There were always pressures from the executive, particularly when coverage wasn't Pollyannaish about the actions of any given president. There was strong pressure during the Reagan years to "be more positive" about America, which meant constant pushback against efforts to water down journalistic neutrality. Those efforts soured Dad on the Republican party. Dad would dish at the dinner table about United States Information Agency director Gene Pell, or about efforts to get his successor Dick Carlson on board with the mission.
The Voice, like all state-funded news services, had to adapt to the realities of the internet age. Shortwave radio wasn't the future, eh? But it rolled with the times, and stuck with the mission, showing the world the face of America...which looked a whole bunch like the face of the world. Its journalistic ranks were often filled by those who had come to this country drawn by the promise that things here were different.
But the mission of the Voice is not the mission of Trumpism.
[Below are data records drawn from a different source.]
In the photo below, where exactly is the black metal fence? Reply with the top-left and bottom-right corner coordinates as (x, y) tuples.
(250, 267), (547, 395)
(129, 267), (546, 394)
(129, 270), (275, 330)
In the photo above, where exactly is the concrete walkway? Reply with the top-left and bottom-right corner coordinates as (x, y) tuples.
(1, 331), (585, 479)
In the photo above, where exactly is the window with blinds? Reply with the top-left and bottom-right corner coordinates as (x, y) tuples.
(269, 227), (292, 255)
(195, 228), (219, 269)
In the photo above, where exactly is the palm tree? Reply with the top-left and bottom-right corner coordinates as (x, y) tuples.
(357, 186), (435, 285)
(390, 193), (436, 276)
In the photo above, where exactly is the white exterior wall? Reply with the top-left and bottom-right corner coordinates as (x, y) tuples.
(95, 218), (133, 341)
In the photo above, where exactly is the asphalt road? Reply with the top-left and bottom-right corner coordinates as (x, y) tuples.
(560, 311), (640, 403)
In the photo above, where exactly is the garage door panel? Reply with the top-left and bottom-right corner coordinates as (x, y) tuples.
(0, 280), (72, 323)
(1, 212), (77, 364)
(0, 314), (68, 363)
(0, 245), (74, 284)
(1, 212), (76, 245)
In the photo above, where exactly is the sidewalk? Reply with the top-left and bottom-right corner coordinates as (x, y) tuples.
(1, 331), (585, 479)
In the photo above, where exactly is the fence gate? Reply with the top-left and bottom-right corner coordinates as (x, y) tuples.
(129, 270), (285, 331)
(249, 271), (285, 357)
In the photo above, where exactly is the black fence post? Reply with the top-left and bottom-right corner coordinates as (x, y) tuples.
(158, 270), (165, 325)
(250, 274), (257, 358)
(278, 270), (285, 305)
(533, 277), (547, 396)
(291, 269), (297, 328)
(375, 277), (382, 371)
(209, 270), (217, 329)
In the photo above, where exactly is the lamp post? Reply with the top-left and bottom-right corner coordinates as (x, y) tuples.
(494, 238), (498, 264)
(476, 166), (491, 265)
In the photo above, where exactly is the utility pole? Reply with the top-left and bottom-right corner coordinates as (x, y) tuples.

For the Trumpist, media exists to praise Dear Leader and to attack those who oppose him. Any media that does not do this will be attacked and slandered. Because the Voice was publicly funded, Trump has ordered it closed. Even though it's funded by Congress, and its closure isn't constitutional, that means nothing now. Trump installed a sycophant as head of the agency, and she's obedient to him above all else. Why close it? It's "corrupt." It's a "hubris-filled rogue operation filled with leftist bias."
"Leftist?" Oh, c'mon. Actual leftists were always attacking the VOA as capitalist propaganda. These were and are lies, of course, but the folks who are in thrall to Trump wouldn't know this, if they even noticed. They live within the false and fawning information ecosystem of Fox News, which is precisely the sort of party-line support-the-regime media that the Voice was created to oppose. They believe what they read on their X and Facebook feeds, even if much of that comes from Russian and Chinese troll farms.
And so, today, the broadcasts are silenced. The beacon goes dark. The America that the world once knew no longer speaks.
In its place, something else has arisen. Something ignoble and self-serving. Something crass and brutal and cynical.
The Voice that spoke out against the world's despots and authoritarians is no longer ours.